Внешний повод к нему был такой. Святой Игна­тий по дороге в Рим, достигнув Смирны, окружен­ный проявлениями нежности и внимания малоазийс­ких христиан, стал опасаться, что и римские христи­ане его пожалеют — окажут ему, как он выражается, «неблаговременную» любовь и воспрепятствуют тем или иным путем его мученической смерти.

Это опасение принудило его вскрыть тайники сво­ей души. Оно нам обнажило, чем жило сердце, созрев­шее для мученического подвига. Пока святого Игна­тия чествовали как мученика, превозносили за его подвиг, он, смиряясь все больше, обнаруживал опасе­ния, — готов ли он на мученическую смерть, достоин ли, просил молитв... Но когда он почувствовал, что Бог его призывает, а люди делаются препятствием, то, как бурный поток, он устремился к своей цели. «Жи­вой пишу вам, горя желанием умереть. Моя Любовь распялась, и нет во мне огня, любящего вещество, но вода живая, говорящая во мне, взывает мне изнутри: «иди ко Отцу» (Смирнянам. 7). Этот призыв Духа Божия сделал ему вожделенным всё то, чем думала языческая власть положить предел христианству: «Огонь и крест, толпы зверей, рассечения, расторже­ния, раздробления костей, сокрушение всего тела, лю­тые муки диавола пусть придут на меня — только бы достигнуть мне Христа» (Смирнянам. 5).

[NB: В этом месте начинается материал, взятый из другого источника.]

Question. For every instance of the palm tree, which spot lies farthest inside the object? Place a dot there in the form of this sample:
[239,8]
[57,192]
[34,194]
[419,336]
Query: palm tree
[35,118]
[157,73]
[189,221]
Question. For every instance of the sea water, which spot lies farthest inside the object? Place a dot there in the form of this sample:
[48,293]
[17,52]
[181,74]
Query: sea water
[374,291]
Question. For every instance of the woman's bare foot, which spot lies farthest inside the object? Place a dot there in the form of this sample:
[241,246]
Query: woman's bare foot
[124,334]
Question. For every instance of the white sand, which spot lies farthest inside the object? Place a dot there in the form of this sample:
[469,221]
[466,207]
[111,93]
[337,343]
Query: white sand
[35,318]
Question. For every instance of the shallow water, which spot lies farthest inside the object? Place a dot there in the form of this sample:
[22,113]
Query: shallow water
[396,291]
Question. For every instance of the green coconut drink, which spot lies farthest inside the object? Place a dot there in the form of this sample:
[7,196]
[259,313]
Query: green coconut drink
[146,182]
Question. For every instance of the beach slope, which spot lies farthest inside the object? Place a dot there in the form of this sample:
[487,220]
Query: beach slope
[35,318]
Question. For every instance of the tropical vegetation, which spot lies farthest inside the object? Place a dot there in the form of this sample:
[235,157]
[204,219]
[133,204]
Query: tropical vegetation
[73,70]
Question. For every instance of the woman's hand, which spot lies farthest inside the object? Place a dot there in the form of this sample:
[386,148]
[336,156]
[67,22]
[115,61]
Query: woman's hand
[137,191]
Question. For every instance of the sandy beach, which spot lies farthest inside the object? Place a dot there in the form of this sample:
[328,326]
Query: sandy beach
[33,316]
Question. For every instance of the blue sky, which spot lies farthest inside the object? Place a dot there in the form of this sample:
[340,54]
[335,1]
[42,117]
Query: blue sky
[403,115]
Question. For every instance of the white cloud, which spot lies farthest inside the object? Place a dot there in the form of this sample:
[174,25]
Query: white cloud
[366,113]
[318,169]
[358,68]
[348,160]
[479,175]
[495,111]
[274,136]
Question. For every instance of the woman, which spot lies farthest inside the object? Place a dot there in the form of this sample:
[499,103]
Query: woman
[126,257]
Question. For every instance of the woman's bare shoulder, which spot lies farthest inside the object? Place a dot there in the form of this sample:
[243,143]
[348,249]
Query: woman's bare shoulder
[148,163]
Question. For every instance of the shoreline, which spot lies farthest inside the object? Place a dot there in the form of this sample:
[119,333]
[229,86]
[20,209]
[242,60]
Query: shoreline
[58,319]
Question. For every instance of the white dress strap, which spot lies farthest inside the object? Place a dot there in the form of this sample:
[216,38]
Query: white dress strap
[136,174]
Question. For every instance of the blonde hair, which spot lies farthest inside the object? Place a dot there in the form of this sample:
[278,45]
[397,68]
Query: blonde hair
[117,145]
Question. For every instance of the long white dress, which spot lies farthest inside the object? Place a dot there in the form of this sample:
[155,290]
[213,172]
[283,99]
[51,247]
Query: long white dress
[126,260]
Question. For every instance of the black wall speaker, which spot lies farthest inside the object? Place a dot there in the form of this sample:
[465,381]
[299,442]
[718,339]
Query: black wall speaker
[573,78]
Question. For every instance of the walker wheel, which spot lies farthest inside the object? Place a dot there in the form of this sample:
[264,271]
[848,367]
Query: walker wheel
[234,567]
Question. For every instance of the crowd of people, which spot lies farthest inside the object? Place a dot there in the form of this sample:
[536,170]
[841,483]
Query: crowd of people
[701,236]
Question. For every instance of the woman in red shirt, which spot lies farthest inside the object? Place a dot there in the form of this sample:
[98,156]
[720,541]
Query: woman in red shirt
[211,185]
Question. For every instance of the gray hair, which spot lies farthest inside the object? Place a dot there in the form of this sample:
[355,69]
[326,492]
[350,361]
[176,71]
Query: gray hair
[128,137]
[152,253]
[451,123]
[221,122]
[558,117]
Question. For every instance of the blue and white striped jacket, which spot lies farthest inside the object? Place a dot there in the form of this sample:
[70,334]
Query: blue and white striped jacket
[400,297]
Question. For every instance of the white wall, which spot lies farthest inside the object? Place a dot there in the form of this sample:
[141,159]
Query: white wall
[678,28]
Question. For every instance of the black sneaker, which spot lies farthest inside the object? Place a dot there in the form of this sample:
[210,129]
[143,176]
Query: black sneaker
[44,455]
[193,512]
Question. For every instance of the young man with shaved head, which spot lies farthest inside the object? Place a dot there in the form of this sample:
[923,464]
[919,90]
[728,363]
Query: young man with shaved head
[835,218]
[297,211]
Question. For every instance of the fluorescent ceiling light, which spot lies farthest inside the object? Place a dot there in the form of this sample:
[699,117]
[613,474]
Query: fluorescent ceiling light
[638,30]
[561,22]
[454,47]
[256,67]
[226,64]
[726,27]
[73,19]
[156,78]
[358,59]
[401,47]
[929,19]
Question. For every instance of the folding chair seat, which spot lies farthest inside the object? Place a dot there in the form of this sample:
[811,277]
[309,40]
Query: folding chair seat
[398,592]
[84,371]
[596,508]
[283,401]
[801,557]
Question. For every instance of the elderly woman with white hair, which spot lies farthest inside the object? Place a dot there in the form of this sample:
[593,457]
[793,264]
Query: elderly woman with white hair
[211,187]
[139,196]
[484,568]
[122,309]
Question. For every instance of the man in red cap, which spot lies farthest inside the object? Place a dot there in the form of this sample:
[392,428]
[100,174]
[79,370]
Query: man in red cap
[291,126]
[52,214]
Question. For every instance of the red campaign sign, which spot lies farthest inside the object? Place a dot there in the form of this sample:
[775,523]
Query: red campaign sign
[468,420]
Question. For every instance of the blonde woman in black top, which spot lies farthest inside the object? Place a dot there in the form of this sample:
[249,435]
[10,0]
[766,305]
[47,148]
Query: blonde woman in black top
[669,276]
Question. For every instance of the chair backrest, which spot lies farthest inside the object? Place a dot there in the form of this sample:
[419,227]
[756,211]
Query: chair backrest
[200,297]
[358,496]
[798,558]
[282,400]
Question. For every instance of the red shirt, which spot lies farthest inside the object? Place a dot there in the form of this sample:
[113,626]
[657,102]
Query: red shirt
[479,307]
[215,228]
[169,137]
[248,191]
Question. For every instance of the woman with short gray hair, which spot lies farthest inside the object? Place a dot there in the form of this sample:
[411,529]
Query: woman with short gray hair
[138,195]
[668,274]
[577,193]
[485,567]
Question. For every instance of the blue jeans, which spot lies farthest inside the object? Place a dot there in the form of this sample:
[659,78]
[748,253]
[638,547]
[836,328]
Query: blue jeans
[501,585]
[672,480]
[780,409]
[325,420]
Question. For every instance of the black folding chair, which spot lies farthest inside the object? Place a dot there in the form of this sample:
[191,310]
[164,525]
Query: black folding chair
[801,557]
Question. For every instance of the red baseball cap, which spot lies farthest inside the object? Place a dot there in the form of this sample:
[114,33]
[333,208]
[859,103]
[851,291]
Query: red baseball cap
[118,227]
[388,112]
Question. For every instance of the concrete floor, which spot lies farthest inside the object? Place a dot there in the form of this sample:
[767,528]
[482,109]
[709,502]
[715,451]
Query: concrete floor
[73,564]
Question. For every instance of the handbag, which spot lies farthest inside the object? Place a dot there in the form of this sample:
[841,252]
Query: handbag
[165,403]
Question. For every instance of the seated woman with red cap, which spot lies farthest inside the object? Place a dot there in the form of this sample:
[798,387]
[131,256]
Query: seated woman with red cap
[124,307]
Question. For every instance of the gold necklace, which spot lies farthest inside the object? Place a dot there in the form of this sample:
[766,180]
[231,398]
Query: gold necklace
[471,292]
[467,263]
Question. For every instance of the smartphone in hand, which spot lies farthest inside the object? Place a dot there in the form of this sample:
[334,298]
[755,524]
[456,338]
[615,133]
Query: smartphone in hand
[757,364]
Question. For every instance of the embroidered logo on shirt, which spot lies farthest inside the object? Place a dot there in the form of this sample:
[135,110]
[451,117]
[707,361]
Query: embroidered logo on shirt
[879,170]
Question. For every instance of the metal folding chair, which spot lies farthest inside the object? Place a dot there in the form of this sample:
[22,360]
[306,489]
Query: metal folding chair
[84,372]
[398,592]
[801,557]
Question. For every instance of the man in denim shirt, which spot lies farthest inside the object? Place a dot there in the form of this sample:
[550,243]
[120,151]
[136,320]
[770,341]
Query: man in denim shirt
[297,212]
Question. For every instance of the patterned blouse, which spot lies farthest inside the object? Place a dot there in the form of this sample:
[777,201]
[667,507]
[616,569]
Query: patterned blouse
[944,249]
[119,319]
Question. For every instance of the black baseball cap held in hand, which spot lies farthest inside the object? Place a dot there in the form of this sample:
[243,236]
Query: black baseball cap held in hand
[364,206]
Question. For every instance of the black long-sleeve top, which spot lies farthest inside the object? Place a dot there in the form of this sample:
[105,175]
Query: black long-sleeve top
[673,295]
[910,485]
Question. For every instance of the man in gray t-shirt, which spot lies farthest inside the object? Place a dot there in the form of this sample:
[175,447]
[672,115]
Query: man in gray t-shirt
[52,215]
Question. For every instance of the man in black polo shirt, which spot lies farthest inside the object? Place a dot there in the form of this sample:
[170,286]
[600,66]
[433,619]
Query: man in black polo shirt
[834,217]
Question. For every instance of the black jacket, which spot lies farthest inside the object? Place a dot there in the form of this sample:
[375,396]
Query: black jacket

Ничтожны оказались все орудия борьбы язычества, все его ужасы оказались лишь путем к Богу. Что могли сделать они христианам, которые подобны святому Игнатию? Уже не врагам, а друзьям пишет он свою просьбу: «Умоляю вас, не оказывайте мне неблаговре­менной любви. Оставьте меня быть пищей зверей и посредством их достигнуть Бога. Я пшеница Божия: пусть измелят меня зубы зверей, чтобы я сделался чистым хлебом Христовым... О, если бы не лишиться мне приготовленных для меня зверей! Молюсь, чтобы они с жадностью бросились на меня. Я заманю их, чтобы они тотчас же пожрали меня, а не так, как они некоторых побоялись и не тронули. Если же добро­вольно не захотят, я их принужу. Простите мне: я знаю, что мне полезно. Теперь только начинаю быть учеником. Ни видимое, ни невидимое, ничто не удер­жит меня прийти ко Иисусу Христу» (Смирнянам. 5, 6). «Дайте мне быть подражателем страданий Бога мо­его. Кто сам имеет Его в себе, тот пусть поймет, чего я желаю» (Смирнянам. 6). Язычники удивлялись, видя радость на лицах замученных и умиравших христиан. Послание святого Игнатия приоткрывает, чему радова­лись его собратия, почему шли на смерть победителя­ми. «Лучше мне умереть за Иисуса Христа, нежели царствовать над всею землей. Его ищу, за нас умерше­го. Его желаю, за нас воскресшего» (Смирнянам. 6). Святой Поликарп, современник и друг святого Игна­тия, выражает кратко сущность дела, когда пишет филиппийцам о святом Игнатии и ему подобных: «Они не нынешний век возлюбили, но Того, Кто за нас умер, и за нас Воскресшего Бога» (Филиппийцам. 9).

Смерти в Риме предшествовал тяжелый и долгий путь с отрядом десяти воинов, которые от благодея­ний, им оказываемых, делались только злее. Но они не ослабили силы духа великого старца. «Оскорбле­ниями их я больше научаюсь», — писал он о своих спутниках (Римлянам. 5).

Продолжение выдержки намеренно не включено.